Based on our comparison of how various Fur-regulated promoters repress GFP expression as a function of iron, we selected the aceB-GFP construct for more detailed analysis. We grew E. coli expressing the aceB-GFP construct at 4 iron concentrations (0.1, 1, 10, 100 uM iron) and quantified GFP expression in late log phase. We found that GFP expression significantly decreased at higher iron concentrations (Fig 3). These results support that aceB-GFP (submitted as BioBrick BBa_K1163102) functions as an iron-responsive biosensor that represses GFP expression at elevated iron concentrations.
Fig 3 GFP expression of the aceB-GFP Biobrick BBa_K1163102 is repressed at higher iron concentrations.
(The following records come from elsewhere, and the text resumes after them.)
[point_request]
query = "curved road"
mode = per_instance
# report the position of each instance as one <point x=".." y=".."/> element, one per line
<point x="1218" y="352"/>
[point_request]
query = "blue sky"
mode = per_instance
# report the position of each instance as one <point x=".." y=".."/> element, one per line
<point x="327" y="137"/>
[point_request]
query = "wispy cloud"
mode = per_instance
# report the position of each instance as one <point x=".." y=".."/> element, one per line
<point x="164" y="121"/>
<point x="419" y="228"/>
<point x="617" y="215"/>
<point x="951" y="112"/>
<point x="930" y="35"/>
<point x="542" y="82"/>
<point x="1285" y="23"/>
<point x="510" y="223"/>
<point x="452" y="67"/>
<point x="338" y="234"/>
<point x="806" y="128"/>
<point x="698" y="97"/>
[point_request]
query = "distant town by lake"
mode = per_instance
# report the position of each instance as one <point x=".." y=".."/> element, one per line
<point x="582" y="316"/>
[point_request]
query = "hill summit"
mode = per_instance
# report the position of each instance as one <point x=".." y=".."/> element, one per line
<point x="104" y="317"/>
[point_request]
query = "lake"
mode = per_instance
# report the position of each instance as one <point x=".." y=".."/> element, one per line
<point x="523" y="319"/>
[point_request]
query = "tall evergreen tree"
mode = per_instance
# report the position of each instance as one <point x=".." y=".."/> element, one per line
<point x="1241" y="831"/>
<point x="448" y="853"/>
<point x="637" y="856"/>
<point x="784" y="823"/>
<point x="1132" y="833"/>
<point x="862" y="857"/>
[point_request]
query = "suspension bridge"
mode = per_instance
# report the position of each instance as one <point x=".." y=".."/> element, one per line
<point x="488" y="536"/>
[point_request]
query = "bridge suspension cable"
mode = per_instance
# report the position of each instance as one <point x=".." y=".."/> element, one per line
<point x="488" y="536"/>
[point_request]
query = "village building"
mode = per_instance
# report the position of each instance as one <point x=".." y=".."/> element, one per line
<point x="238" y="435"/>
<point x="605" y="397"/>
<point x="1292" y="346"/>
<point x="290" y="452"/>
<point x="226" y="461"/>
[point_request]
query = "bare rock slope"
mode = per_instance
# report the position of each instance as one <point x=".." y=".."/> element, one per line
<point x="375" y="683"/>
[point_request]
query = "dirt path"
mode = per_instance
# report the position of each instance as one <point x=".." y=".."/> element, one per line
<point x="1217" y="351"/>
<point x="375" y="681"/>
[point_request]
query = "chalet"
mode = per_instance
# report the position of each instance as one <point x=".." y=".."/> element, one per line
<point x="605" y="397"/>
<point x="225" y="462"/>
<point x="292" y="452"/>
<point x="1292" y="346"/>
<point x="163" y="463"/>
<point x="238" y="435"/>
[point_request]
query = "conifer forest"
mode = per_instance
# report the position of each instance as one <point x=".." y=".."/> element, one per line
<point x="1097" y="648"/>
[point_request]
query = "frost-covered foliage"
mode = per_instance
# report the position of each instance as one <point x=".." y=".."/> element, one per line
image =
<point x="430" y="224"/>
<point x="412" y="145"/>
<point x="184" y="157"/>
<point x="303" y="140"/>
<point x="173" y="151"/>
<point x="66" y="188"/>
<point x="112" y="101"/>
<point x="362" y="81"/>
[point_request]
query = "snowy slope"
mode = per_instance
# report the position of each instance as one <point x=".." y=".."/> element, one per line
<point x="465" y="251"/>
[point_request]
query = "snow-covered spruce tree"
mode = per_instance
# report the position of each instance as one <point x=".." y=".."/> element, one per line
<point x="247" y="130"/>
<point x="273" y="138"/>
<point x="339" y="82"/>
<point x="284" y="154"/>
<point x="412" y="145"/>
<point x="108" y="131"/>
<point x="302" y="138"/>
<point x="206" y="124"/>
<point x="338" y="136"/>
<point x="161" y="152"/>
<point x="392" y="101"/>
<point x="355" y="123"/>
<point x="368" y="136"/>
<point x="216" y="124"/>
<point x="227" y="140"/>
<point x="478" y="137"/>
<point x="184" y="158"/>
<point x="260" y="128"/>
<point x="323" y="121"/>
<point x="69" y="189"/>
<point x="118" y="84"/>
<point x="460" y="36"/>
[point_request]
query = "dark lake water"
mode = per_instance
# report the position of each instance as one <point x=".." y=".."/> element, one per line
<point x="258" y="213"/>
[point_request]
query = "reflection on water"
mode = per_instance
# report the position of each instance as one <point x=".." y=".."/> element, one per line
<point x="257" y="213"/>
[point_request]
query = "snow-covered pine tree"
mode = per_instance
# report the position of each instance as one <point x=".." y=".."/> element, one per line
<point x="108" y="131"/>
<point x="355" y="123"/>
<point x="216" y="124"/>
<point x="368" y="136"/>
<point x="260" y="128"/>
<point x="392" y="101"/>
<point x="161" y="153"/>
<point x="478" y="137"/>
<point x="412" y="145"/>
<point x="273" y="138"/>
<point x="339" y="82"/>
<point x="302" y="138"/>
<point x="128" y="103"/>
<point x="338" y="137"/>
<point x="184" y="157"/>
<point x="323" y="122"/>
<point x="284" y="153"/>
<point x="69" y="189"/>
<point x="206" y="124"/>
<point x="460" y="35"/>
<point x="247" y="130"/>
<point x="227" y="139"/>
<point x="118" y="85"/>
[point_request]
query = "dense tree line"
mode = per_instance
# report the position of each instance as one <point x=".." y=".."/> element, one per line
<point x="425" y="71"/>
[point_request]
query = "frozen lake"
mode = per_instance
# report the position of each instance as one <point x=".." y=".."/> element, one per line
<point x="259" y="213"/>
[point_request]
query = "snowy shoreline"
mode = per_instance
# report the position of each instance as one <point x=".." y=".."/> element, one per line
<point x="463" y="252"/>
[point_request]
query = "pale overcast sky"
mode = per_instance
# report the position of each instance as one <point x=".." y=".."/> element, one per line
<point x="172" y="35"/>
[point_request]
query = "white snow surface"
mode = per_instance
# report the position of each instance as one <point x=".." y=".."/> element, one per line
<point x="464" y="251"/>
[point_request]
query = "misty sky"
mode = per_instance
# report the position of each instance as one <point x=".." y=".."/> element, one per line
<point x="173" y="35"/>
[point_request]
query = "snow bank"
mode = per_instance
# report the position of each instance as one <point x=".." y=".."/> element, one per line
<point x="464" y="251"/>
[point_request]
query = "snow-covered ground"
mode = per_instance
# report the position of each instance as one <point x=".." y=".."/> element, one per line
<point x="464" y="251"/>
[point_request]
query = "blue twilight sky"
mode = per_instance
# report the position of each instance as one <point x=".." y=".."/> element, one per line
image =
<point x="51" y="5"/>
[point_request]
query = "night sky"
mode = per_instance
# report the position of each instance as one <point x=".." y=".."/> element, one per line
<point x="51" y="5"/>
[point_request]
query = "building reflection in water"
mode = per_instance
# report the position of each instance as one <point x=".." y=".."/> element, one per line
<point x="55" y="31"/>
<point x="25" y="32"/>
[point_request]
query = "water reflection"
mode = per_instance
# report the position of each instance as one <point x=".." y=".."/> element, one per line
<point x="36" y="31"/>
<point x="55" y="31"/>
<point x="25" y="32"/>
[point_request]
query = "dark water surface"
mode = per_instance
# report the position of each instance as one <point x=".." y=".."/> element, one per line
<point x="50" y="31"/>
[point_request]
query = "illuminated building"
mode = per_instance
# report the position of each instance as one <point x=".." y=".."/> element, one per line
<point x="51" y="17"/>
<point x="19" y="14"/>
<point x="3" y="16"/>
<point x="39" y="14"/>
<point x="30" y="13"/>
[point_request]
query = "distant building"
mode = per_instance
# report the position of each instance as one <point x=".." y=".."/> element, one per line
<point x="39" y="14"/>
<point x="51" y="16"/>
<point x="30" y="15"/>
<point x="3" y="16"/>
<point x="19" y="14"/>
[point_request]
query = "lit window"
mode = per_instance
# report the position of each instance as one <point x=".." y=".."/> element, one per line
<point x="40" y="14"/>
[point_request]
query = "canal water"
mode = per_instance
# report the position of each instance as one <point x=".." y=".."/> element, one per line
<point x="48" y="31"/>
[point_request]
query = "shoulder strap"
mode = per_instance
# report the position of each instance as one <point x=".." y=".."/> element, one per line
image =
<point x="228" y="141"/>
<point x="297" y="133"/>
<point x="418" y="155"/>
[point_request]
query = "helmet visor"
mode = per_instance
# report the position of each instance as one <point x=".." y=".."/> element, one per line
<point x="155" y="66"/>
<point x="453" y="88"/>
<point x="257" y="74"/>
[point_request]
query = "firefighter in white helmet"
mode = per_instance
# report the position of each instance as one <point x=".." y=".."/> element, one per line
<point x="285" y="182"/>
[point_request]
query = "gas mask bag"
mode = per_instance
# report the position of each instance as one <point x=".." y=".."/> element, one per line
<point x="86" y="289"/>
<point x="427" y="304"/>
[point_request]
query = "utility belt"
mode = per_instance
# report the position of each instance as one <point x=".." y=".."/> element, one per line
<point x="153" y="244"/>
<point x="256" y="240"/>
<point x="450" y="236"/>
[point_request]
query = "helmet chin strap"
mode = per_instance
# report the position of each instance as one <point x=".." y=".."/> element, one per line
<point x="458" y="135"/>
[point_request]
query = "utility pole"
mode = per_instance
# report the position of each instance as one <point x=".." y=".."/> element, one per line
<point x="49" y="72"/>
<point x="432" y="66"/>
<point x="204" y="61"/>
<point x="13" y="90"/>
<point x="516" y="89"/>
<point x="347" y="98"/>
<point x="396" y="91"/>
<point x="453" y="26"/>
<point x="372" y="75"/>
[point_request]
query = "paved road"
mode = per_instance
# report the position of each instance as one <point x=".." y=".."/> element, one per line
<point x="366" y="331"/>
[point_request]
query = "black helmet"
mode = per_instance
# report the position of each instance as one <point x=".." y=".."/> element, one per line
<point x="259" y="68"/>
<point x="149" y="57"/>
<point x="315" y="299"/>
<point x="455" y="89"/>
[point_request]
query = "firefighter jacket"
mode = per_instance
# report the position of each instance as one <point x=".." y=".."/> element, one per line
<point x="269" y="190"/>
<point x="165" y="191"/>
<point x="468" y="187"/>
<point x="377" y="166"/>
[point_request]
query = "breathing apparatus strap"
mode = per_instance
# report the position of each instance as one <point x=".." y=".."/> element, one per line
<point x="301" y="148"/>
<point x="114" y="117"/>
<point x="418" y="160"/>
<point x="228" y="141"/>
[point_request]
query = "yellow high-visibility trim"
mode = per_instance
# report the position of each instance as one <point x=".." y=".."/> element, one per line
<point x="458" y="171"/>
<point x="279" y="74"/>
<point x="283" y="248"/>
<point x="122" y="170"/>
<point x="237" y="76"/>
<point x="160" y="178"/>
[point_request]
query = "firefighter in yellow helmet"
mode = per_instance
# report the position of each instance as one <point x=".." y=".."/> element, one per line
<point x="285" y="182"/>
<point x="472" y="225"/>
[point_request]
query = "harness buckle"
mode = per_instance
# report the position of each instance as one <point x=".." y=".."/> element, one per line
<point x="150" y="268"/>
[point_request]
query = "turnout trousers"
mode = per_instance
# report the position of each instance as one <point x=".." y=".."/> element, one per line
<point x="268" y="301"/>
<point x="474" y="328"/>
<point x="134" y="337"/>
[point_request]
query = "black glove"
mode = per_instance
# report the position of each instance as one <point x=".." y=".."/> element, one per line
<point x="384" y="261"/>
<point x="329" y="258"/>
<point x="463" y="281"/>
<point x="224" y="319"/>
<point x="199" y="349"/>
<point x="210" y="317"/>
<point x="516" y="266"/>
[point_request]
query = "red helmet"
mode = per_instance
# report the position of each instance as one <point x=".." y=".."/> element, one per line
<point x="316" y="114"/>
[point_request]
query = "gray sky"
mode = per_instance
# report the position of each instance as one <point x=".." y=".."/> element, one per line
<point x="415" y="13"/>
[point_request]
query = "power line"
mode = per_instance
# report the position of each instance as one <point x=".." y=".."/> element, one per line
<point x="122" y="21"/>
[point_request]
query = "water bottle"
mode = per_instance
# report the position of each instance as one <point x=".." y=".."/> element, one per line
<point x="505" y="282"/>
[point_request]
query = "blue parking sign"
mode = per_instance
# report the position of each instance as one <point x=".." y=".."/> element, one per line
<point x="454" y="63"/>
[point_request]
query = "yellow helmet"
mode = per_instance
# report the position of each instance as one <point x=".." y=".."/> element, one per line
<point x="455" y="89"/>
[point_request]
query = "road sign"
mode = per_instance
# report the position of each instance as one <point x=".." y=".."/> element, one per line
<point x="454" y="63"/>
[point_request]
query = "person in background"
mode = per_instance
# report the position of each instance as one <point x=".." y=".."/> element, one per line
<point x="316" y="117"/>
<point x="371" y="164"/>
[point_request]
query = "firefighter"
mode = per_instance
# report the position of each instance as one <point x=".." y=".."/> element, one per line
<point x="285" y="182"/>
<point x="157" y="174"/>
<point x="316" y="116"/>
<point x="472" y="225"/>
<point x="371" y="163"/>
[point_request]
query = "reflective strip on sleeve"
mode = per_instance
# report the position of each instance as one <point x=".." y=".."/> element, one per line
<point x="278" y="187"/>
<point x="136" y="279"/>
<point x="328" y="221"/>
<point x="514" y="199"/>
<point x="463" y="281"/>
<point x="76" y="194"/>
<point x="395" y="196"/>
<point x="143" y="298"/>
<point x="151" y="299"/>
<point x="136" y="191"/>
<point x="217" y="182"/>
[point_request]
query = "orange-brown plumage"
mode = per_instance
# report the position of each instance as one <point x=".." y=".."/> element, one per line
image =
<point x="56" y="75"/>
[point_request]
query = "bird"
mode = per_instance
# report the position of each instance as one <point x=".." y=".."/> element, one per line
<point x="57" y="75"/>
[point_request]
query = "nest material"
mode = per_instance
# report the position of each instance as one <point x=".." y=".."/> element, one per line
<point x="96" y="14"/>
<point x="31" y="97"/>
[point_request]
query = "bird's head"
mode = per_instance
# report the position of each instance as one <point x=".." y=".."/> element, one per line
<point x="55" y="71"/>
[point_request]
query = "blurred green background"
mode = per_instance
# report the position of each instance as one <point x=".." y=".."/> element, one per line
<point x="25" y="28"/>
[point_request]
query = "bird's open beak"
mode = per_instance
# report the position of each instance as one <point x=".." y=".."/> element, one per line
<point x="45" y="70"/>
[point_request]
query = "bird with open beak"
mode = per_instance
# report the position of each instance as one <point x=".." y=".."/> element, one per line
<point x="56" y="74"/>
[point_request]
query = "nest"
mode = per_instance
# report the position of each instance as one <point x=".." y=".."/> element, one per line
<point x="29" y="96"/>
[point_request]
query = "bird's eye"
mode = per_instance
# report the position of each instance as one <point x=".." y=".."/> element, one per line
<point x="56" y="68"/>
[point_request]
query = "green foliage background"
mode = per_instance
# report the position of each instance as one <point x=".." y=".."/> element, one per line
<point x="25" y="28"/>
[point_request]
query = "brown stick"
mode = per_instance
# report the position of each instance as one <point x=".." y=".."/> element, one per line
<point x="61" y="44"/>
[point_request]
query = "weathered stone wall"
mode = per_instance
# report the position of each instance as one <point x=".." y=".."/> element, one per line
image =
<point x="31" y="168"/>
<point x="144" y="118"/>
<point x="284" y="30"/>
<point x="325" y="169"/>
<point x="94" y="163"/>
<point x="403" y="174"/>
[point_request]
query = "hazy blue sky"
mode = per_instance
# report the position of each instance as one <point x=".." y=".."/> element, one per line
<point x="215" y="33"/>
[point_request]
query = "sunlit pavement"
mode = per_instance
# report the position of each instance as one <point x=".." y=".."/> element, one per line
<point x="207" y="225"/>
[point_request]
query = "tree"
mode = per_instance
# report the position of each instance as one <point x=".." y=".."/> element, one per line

This construct thus functions an an iron-responsive biosensor to repress expression of the reporter gene GFP.
We were now able to repress gene expression in response to iron using Fur, but our ultimate goal was to activate expression of iron chelator genes at high iron levels. This required the construction of a Fur inverter. To this end, we replaced the GFP gene downstream of aceB with lacI to yield an aceB-lacI construct. Next we needed a reporter gene under the control of a lacI-responsive promoter. Luckily, a plLacO-RFP biobrick BBa_J04450 already existed in the registry. We ensured that the BBa_J04450 brick indeed contained a Lac-controlled RFP system by examining RFP expression in the presence and absence of IPTG. Our results showed that, as expected, IPTG relieved LacI-mediated repression of RFP (Fig 4) in BBa_J04450.
Fig 4 RFP expression of E. coli transformed with plLacO-RFP (Biobrick BBa_J04450) in presence (plates 1 and 2) and absence (plate 3) of IPTG. Adding IPTG increases RFP expression, confirming that Biobrick BBa_J04450 enables LacI-mediated RFP repression.
We co-transformed the plLacO-RFP ( BBa_J04450 and the aceB-LacI (BBa_k1163102)constructs into E. coli and again measured how reporter gene expression (now RFP) responded to changes in iron concentration.